Question: In India they have an ancient spiritual tradition of feeding mendicants. Here, it seems to me a renunciant could easily starve. Do you agree?Sri Chinmoy: To be a mendicant is not a crime. The mendicant is praying and, in his own way, trying to get joy from his life. He is not committing theft or doing anything undivine. So if people in ancient India were supplying him with morsels of food, they were doing absolutely the right thing.
In the west, we have the feeling: "If I make ends meet by the sweat of my brow, why should this fellow remain lethargic and wallow in the pleasures of idleness?" So here, unfortunately, non-acceptance of the outer life, or renunciation, is misunderstood. If people do not pay attention to earthly life or do not accept earthly life as such, they become objects of ruthless ridicule. Again, if someone with a wife and children all of a sudden wants to give up his responsibilities and leave his family in the lurch, then he is making a most serious type of mistake.
But what the fakirs and monks are doing in many parts of India is not wrong. If they are devoting themselves to God, if they want only to pray and meditate, then I feel they should be given the utmost opportunity to fulfil their inner life. If we are wise and spiritually evolved, then we should only feel oneness with them and say, "We have entered into earthly bondage and now we cannot get out. These people who were able to give up everything and escape from earthly bondage should be our ideals and idols."

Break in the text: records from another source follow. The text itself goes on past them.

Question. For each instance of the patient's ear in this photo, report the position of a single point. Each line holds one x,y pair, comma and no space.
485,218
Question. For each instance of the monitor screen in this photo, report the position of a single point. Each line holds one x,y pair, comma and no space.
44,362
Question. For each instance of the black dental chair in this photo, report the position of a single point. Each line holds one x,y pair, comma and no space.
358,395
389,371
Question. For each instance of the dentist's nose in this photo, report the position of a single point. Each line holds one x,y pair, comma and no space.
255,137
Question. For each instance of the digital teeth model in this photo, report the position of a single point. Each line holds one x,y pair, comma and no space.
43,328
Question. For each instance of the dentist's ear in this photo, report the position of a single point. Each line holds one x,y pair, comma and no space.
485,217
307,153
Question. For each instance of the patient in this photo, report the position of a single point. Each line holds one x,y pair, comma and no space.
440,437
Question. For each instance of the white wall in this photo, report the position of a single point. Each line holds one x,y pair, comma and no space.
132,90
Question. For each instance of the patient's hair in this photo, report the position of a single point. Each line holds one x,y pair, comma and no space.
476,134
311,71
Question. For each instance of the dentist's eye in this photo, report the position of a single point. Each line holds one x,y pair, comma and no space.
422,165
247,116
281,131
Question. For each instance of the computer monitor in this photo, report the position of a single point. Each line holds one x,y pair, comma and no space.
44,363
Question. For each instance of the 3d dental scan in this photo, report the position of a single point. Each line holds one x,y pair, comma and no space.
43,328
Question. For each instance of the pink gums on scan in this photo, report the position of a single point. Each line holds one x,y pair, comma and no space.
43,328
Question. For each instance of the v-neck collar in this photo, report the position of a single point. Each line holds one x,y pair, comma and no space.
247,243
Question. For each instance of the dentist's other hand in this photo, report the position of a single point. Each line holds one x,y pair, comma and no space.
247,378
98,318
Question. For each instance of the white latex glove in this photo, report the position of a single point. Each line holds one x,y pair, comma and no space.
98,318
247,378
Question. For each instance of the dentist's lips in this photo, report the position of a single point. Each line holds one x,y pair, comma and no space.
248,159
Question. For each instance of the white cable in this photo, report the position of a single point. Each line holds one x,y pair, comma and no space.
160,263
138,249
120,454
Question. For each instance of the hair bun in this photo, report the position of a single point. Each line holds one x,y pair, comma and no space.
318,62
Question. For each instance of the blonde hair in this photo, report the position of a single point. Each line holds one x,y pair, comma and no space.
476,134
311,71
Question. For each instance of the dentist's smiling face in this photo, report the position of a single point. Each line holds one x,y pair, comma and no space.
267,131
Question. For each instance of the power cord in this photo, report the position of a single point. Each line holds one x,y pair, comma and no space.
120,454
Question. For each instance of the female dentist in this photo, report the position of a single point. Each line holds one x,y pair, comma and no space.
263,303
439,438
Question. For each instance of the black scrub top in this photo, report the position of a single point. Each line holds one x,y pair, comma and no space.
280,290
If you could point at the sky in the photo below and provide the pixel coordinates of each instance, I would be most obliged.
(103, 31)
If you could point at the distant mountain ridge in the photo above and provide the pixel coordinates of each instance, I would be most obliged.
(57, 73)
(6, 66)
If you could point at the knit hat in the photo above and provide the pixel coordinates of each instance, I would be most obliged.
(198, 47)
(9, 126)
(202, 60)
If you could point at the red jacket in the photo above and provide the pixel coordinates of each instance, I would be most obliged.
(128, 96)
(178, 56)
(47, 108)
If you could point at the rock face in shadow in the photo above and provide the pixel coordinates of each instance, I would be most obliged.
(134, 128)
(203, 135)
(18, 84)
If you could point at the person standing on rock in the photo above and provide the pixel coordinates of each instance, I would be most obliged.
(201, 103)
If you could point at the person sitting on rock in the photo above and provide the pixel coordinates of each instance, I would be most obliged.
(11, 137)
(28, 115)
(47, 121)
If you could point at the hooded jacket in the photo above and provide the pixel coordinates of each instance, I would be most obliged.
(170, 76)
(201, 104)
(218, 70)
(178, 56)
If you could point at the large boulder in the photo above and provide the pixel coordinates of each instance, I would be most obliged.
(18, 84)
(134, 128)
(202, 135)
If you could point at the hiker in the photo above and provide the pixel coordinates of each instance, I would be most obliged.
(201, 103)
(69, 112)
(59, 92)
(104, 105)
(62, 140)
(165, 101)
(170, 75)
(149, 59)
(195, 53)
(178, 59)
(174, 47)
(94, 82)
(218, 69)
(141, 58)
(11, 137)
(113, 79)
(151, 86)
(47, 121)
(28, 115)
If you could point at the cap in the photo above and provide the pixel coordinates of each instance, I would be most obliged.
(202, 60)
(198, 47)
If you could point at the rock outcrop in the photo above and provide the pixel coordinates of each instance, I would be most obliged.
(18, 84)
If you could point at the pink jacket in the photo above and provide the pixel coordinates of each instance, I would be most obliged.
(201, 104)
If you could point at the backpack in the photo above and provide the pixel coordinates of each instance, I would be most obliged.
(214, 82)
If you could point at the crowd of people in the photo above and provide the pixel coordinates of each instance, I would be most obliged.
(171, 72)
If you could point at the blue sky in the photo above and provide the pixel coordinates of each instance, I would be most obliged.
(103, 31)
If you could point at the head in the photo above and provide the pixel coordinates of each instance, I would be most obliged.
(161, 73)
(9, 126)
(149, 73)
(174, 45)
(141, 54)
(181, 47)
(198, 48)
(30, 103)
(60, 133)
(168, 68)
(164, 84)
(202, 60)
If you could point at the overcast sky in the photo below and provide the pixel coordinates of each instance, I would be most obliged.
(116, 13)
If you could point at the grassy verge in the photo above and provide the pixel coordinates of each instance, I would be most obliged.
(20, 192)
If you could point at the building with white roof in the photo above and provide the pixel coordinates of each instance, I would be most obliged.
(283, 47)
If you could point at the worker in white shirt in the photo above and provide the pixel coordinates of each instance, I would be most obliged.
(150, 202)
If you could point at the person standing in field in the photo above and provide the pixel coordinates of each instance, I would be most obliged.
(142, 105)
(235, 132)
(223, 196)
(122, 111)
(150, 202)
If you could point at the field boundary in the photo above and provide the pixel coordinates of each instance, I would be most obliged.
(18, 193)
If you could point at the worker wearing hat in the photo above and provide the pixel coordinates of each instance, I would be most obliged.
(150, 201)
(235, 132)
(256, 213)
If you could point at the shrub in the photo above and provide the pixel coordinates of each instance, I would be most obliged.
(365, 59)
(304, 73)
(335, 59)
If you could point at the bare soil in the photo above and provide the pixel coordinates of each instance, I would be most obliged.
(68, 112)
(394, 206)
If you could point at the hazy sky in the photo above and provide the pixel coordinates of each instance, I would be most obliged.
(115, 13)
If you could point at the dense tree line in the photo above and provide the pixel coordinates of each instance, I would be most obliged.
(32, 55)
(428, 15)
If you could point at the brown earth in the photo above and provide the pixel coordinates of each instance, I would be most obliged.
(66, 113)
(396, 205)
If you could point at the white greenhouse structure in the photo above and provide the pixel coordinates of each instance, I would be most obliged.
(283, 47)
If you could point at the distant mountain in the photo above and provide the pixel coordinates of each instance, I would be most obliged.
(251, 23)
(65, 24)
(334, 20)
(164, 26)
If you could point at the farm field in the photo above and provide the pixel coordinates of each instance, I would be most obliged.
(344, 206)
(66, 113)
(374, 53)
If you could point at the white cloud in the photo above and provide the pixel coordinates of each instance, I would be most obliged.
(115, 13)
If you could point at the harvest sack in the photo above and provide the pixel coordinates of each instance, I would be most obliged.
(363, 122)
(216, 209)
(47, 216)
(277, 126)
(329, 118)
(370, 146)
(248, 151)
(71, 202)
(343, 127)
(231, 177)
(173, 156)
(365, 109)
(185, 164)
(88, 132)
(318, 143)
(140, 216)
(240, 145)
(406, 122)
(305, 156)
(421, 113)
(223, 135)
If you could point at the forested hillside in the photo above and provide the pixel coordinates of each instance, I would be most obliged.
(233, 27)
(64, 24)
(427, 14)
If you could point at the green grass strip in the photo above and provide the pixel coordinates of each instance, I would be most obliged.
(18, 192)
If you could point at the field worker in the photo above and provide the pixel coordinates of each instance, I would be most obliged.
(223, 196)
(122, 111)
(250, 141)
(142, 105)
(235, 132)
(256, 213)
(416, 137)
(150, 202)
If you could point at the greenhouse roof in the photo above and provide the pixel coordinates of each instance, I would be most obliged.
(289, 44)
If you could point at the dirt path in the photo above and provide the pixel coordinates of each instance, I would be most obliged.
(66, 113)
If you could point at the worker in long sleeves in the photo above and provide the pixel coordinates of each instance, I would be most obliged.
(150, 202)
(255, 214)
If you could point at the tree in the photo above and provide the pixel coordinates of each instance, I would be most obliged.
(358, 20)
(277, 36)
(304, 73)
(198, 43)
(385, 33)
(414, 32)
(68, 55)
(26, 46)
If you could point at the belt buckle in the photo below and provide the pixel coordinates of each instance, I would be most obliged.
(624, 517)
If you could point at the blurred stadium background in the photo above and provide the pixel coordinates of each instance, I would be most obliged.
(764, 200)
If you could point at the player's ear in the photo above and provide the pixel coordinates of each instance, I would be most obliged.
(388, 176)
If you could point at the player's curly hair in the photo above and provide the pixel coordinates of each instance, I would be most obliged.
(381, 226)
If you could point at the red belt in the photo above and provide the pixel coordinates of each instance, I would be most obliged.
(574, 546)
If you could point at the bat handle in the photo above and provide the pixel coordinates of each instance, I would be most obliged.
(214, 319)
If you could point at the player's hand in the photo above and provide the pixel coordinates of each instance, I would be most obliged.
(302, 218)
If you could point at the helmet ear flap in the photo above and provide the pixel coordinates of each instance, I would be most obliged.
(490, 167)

So if we see that some people want to depend only on God to meet their outer needs, then definitely we should help them. We should feel at that time that God Himself is acting in and through us. We are not making them rich, richer, richest. No! We are only helping them meet their basic needs so that they can remain on earth and continue praying and meditating. We should feel that we are serving God in and through them and that it is our bounden duty to help them.